Zeidler lebt nun im dritten Jahr in der Schweiz. Im letzten Winter ist er mit seiner Freundin Sofia Meakin, die bei der WM im Schweizer Frauen-Zweier antreten wird, vom Genfer See nach Sarnen gezogen, wo sich das Leistungszentrum des Schweizer Ruderverbandes befindet. Beide können dort Leistungssport und Privatleben optimal verbinden. Wie andere Einer-Spezialisten vor ihm genießt Zeidler durch den DRV bei der Gestaltung seines Trainings maximale Freiheit - und zahlt das mit maximalem Erfolg zurück. 

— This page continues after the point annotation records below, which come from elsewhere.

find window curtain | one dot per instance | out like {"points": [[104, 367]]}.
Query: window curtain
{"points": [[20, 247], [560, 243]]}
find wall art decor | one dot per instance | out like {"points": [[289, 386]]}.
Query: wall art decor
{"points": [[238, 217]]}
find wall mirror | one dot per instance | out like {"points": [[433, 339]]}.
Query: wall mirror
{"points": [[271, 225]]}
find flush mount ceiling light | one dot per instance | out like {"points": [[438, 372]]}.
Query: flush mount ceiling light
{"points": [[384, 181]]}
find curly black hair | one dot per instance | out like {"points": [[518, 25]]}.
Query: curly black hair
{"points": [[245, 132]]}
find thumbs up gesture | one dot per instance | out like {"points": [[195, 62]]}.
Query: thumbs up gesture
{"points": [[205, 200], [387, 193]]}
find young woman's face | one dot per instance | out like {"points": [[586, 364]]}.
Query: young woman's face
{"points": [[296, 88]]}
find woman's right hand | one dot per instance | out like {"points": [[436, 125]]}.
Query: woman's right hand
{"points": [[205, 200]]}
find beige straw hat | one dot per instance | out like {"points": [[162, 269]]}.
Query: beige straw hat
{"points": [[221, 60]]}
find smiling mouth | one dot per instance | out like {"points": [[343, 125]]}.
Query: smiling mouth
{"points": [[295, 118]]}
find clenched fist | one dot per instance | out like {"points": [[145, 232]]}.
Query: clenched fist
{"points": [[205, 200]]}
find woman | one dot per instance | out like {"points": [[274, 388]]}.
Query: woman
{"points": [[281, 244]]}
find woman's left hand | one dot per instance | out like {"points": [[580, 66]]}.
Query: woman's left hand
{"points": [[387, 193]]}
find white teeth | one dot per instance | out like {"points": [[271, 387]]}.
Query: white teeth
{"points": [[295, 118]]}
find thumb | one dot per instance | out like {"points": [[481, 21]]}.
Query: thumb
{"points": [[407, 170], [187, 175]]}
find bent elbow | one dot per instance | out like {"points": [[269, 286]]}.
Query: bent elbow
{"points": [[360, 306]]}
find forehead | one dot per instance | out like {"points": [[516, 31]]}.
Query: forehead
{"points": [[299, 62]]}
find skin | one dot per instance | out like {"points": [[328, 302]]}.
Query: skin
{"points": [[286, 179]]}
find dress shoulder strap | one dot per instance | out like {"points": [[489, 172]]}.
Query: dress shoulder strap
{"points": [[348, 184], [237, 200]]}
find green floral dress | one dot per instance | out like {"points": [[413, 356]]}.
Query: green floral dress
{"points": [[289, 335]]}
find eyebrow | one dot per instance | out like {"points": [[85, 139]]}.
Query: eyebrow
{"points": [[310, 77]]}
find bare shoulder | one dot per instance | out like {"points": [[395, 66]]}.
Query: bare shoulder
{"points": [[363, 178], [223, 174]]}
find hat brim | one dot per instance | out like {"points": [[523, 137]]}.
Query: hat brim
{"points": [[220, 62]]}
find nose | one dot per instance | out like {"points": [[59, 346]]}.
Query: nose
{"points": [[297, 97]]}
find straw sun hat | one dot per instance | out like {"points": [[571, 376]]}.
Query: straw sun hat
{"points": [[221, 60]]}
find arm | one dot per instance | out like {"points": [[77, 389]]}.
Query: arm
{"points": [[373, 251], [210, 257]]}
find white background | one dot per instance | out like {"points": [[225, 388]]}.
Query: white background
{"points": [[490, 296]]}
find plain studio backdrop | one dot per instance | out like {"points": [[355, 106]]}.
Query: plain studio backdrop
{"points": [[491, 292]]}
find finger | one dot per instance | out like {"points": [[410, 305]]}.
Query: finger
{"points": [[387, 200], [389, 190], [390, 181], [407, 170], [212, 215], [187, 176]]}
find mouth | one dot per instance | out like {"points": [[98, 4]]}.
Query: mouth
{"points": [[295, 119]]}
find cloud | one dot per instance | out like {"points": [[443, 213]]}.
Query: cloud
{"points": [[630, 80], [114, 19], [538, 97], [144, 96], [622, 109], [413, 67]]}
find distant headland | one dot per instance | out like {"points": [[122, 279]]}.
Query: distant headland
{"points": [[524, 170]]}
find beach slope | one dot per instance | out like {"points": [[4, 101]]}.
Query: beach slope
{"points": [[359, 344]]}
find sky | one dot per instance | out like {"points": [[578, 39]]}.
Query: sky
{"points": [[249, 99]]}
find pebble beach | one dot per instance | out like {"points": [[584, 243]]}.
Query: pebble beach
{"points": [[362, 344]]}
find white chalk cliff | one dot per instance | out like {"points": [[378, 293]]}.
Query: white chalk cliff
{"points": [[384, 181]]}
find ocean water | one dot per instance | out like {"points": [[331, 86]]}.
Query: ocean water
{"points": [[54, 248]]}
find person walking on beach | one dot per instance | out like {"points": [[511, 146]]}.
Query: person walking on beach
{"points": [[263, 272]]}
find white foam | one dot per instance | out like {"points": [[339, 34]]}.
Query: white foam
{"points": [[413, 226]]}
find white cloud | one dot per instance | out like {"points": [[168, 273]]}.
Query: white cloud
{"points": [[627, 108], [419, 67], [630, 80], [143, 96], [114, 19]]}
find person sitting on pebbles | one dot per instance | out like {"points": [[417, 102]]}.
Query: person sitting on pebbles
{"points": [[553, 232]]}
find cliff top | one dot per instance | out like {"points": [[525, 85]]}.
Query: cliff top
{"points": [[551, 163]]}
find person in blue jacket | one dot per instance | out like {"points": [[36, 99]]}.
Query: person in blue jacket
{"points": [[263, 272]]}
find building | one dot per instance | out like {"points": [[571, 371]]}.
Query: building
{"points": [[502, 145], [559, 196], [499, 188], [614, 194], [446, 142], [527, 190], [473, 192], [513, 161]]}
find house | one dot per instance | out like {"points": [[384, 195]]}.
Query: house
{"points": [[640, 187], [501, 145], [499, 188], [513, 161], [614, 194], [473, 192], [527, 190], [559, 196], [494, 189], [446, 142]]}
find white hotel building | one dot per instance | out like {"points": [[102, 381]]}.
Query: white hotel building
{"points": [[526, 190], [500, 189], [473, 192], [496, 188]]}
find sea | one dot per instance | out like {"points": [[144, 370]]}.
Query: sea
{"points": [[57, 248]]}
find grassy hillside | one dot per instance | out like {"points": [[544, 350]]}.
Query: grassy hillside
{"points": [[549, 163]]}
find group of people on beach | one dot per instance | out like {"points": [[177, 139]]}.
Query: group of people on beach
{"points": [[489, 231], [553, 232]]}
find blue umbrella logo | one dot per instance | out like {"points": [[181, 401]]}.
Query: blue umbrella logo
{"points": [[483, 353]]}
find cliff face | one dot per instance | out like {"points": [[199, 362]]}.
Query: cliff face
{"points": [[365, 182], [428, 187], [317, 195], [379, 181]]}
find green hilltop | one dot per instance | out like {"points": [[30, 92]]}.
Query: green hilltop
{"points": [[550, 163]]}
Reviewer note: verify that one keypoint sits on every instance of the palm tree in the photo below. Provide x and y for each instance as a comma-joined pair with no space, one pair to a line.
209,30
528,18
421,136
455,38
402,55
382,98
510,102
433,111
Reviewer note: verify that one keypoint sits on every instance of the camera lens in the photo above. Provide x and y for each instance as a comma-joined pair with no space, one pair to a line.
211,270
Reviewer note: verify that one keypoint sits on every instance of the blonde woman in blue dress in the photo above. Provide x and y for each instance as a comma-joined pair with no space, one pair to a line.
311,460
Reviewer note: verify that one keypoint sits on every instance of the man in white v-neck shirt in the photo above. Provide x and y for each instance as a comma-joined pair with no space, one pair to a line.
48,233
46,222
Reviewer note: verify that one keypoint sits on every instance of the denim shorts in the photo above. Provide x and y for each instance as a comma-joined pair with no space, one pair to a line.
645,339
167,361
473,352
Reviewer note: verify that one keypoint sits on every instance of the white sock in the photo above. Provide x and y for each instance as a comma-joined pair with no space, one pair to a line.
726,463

„Obwohl ich mit meinem Olympiasieg schon ganz oben war, war ich bereit, noch einmal etwas Neues auszuprobieren. Davor schrecken viele im Rudersport zurück. Dass ich es riskiert habe, könnte zu meiner Stärke werden“, sagt Oliver Zeidler. Er zieht Kraft aus seiner neuen Lebenssituation. Die Umstellung musste jedoch mit Papa Heino besprochen werden. „Das ist nicht einfach, wenn der Vater der Trainer ist. Ich konnte ihn überzeugen und bin sehr dankbar, dass er den Weg mit mir geht. Ohne ihn und den unvergleichlichen technischen Input, den er mir gibt, könnte ich das nicht machen“, sagte Oliver Zeidler. Nach seinem Quereinstieg vom Schwimmen vor acht Jahren war er trotz des sich schnell einstellenden Erfolges manchmal für seine noch unfertige Technik kritisiert worden. Mittlerweile ist er im Skiff auch zu einem Stilisten geworden und gibt in Lehrvideos Breitensportlern Tipps für einen effektiven Schlag.

„Mein Vater ist weiter der Boss“

Zwei Mal im Monat kommt Oliver Zeidler für ein verlängertes Wochenende nach München-Oberschleißheim, überwiegend findet sein Training aber auf dem Sarnersee statt. „Mein Vater bekommt Videos geschickt und er macht weiter meine Trainingspläne, die ich dann in der Schweiz absolviere. Er ist weiter der Boss, auch wenn er mich nicht 24/7 auf dem Hof hat.“

Die neue Lebens- und Trainingssituation sieht Oliver Zeidler als „Win-win-Situation“ für seine Partnerin, sich und seine Eltern. „Ihnen ist es auch wichtig, viel Zeit miteinander zu verbringen. Vor Olympia war das hart für sie, als wir ständig unterwegs waren. Nun haben alle haben mehr Zeit zusammen mit ihren Liebsten.“

Dass Oliver Zeidlers Motivation weiter so hoch ist, um jedes Rennen akribisch zu erarbeiten, hat für ihn auch mit seinem Pausenjahr 2025 zu tun, das er dennoch als Vizeweltmeister abschloss. „Es hat mir sehr gutgetan, letztes Jahr meinen MBA (Anm.: Master of Business Administration) zu machen und das Rudern hintenanzustellen. Jetzt bin ich wieder hungrig und habe Bock auf das, was ich mache.“

Die Konkurrenz im mit sage und schreibe 40 Ruderern besetzten Männer-Einer auf der Amsterdamer Bosbaan dürfte es bei der WM wieder zu spüren bekommen.